Galois Group of $\sqrt{2+\sqrt{2}}$ over $\mathbb{Q}$
So I want to show that $\mathbb{Q}(\sqrt{2+\sqrt{2}})$ is Galois over $\mathbb{Q}$ and determine its Galois group.
My thoughts are as follows:
Define $\alpha := \sqrt{2+\sqrt{2}}$. Then it is easily shown that $\alpha$ satisfies $\alpha^4-4\alpha^2+2=0$.
Define $f(x) := x^4-4x^2+2$. Then $f$ is irreducible over $\mathbb{Q}$ by Eisenstein with $p=2$.
So we have that $f$ is the irreducible polynomial for $\alpha$ over $\mathbb{Q}$.
Further $|\mathbb{Q}(\alpha):\mathbb{Q}|=4$.
For $\mathbb{Q}({\alpha})$ to be Galois, it must contain all roots of $f$.
Define $K=\mathbb{Q}(\alpha)$ for convenience.
Define $\alpha := \alpha_1$.
Since $f$ has only even powers, we know that $-\alpha := \alpha_2$ is a root, and therefore contained in $K$ since $K$ is a field.
We note that the other two roots are $\alpha_3=\sqrt{2-\sqrt{2}}$ and $\alpha_4=-\sqrt{2-\sqrt{2}}$.
So in order to show $K$ is Galois, it must be shown that $\alpha_3$ and $\alpha_4$ lie in $K$.
Now $\alpha_1^2=2+\sqrt2$ and so $\sqrt2 \in K$. Thus $-\sqrt2 \in K$ since $K$ is a field.
Can somebody explain why $\alpha_3$ and $\alpha_4$ lie in $K$?
Next we are to determine the Galois group of $K$.
Assuming $K$ is Galois, since it has degree $4$ over $\mathbb{Q}$ (shown earlier), we know that its Galois group has size $4$. There are only two groups of size $4$, namely $V_4$ and $C_4$, the Klein four group and the cyclic group of order $4$.
How do we determine which of these choice is in fact the Galois Group?
$\alpha^2-2=\sqrt 2\in F$ by closure of multiplication and addition.
$$\frac{\sqrt 2}{\sqrt{2+\sqrt{2}}}=\frac{\sqrt 2 \cdot\sqrt{2-\sqrt 2}}{\sqrt{2+\sqrt{2}}\sqrt{2-\sqrt 2}}=\frac{\sqrt 2\cdot\sqrt{2-\sqrt 2}}{\sqrt{4-2}}=\sqrt{2-\sqrt 2}$$
Since $F$ is a field, it has multiplicative inverses and is closed under multiplication, so $\sqrt{2-\sqrt 2}\in F$
We can determine the nature of $Gal(F/\mathbb{Q})$ by the order of each element.

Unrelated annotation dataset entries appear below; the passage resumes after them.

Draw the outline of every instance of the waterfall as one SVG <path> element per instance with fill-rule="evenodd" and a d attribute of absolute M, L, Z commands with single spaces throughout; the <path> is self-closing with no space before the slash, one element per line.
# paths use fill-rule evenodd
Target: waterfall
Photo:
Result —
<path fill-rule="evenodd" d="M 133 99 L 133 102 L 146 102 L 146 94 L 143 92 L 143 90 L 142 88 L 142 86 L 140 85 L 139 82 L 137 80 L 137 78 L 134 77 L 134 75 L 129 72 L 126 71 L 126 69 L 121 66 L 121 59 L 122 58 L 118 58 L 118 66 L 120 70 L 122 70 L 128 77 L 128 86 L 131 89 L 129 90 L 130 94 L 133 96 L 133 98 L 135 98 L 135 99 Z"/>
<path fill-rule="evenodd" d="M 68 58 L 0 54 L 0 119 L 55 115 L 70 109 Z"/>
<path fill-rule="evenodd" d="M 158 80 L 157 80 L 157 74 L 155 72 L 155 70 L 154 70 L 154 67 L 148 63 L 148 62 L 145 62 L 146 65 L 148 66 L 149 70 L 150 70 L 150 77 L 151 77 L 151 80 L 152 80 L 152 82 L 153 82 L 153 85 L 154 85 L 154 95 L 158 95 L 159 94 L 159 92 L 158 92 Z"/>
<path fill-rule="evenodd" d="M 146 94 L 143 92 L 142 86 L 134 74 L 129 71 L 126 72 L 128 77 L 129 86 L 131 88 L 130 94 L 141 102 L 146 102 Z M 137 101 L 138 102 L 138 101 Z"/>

If $f$ is a field automorphism on $F$ and $f(\sqrt{2+\sqrt 2})=\sqrt{2-\sqrt 2}$, then $f(\sqrt 2)=f(\alpha^2-2)=f(\alpha)^2-2=-\sqrt 2$. Therefore $$f(f(\alpha))=f\left(\sqrt{2-\sqrt 2}\right)=f\left(\frac{\sqrt{2}}{\sqrt{2+\sqrt 2}}\right)=\frac{f(\sqrt 2)}{f(\sqrt{2+\sqrt 2})}=\frac{-\sqrt{2}}{\sqrt{2-\sqrt{2}}}=-\sqrt{2+\sqrt 2}$$
Therefore $\mathrm{ord}(f)> 2$ and must divide $4=|Gal(F/\mathbb{Q})|$, so $\mathrm{ord}(f)=4$. It follows that the Galois group is cyclic and abelian.